The Spectator

Letters | 21 March 2009

Spectator readers respond to recent articles

issue 21 March 2009

Art for money’s sake

Sir: It is hardly surprising that Olivia Cole (‘How to put children off art’, 14 March) found so many schoolchildren in the National Gallery and that they seemed to be learning little about art from their visits. The Gallery, like other public bodies, has a funding agreement with its sponsor department, the Department of Culture, Media and Sport. The agreement for the current financial year is not on the Gallery’s website but for 2007/8 it was set a target for the number of children aged 15 and under visiting the Gallery in ‘organised educational sessions’, of 105,000, which it exceeded. There is no target for the benefit that the children gain from these visits.

In the agreement the Department states that ‘The National Gallery’s ability to show measurable improvements in service delivery, the achievement of Funding agreement targets and its contribution to the delivery of Government Policies will be factors in the Secretary of State’s decisions on future allocations.’ In other words, get the schoolkids in or we’ll cut your money.

Readers will not be surprised to learn that these funding agreements which seek to manage our national museums and galleries as if they were Soviet factories were introduced at the insistence of Gordon Brown’s Treasury.

Charles Williams
London W8

Inside knowledge

Sir: I was impressed that Charles Moore is able to tell the time, to within 15 minutes, without recourse to a watch (The Spectator’s Notes, 28 February). When I was a jackeroo in Western Australia in the 1960s there was an aboriginal stockman who told me he could do this. If you asked him the time, he’d raise his hat above his head, glance at it, then look at its shadow on the ground. He could then tell you the time to the second. One day while he was asleep under a tree after lunch I had a look at his hat. Inside it was pinned a watch.

James Hughes-Onslow
London SE5

Israel’s terrorists

Sir: Jonathan Mirsky declares himself to be ‘no expert’ in writing about the early days of Israel’s struggle for independence (Books, 14 March). But in these days when everyone and his wife seems to be happily trading half-truths and whole smears about Israel, it is more important than ever to get our perspectives right. Yes, there was a terrorist strain among the Jews in Israel pre-independence. But that situation is not at all comparable to Hamas or its ilk today. The destruction of the King David Hotel (then the British military HQ) was preceded by several tele-phone warnings which were ignored. A simple evacuation would have avoided the dreadful loss of life. But the vital difference is that the Jewish terrorists were the minority and they were fought by the Jewish establishment, under Ben Gurion’s leadership, who turned the guns of the nascent Israeli army on the militants. Hence Jewish terrorism was nipped in the bud. The Gazan government is Hamas. Enough said?

James Inverne
Reading, Berkshire

Marriage à la mode

Sir: Oh dear, oh dear! How could it be that your correspondent Mary, who solves readers’ problems and is such a magnificent arbiter of good taste and manners, should have fallen into such a dreadful error as to go along with the misconception that there is an institution of ‘gay marriage’ (Your problems solved, 7 March). Surely she should have pointed out to her correspondent that there is no such thing as gay marriage.

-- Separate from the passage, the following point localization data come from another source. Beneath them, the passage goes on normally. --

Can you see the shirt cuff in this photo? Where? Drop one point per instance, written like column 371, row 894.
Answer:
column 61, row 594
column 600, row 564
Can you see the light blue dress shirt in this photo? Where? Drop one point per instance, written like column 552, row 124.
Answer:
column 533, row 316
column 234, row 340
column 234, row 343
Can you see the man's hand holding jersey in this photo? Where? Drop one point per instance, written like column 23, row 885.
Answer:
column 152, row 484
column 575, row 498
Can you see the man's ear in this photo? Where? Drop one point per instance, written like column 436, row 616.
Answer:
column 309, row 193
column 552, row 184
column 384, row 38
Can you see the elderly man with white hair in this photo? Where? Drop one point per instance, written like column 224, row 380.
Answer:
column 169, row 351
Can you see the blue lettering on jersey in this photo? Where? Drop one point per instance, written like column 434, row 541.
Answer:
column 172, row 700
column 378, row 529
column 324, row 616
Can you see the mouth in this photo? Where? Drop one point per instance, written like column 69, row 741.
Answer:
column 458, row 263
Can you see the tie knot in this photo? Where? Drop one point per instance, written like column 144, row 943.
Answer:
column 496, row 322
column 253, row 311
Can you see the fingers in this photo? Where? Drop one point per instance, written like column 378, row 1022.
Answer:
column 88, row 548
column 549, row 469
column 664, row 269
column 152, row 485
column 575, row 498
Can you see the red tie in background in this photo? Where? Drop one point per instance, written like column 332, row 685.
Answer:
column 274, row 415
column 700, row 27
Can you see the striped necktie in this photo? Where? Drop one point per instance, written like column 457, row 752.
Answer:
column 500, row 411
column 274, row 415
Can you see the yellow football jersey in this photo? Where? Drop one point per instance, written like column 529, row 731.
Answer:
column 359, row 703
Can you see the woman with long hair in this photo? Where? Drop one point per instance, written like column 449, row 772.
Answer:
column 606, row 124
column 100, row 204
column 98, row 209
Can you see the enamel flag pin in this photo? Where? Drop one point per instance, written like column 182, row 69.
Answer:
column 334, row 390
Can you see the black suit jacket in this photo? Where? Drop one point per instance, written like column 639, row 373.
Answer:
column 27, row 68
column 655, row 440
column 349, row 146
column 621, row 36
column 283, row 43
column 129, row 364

There is an institution called ‘civil partnership’ but that is not marriage, which can be only between a man and a woman. 

Tebbit
House of Lords
London, SW1

A drowsy numbness

Sir: I have long been an admirer of the elegance and scholarship of Allan Massie’s column, and it was therefore with a sense of astonishment probably shared by many other readers that I found him misquoting John Keats’s ‘memorable words’ from the ‘Ode to a Nightingale’ (Life and Letters, 14 March). To those who have loved this poem since childhood, part of its wonder is the infinitely evocative choice of words; and that is perhaps why ‘now more than ever seems it rich to die’ makes Massie’s ‘sweet to die’ sound strangely flat and banal.

Alan Brooke Turner
Via email

Phillips and the facts

Sir: Melanie Phillips (‘Beware the new axis of evangelicals and Islamists’, 7 March) states that I was present at the meeting last July, at All Nations Christian College, Ware, Hertfordshire, organised by Global Connections and the group Christian Responses to Islam in Britain. I was not there. Facts are sacred in journalism. This is one of many inaccuracies in the article, which were mentioned in letters last week. Global Connections and Christian Responses to Islam in Britain are to be commended for their sensitive work.

Graham Kings
St Mary’s Church, Islington, London N1

Standing ovation

Sir: In her wonderful, hilarious and compulsive new column Standing Room, Sarah Standing seems to have penetrated the part of my brain that concerns itself with the endlessly infuriating minutiae of life. How did she know that the Congestion Charge admin team has reduced me to vales of frustrated tears?

Who told her of my middle-aged terror of being caught out not getting ‘teen-speak’? Was she sitting next to me in the cinema sensing my screaming irritation at the popcorn muncher behind me?

Whatever the source of her sixth sense, I am grateful to know that I am no longer Standing alone in dealing with the infinite variety of life’s challenges.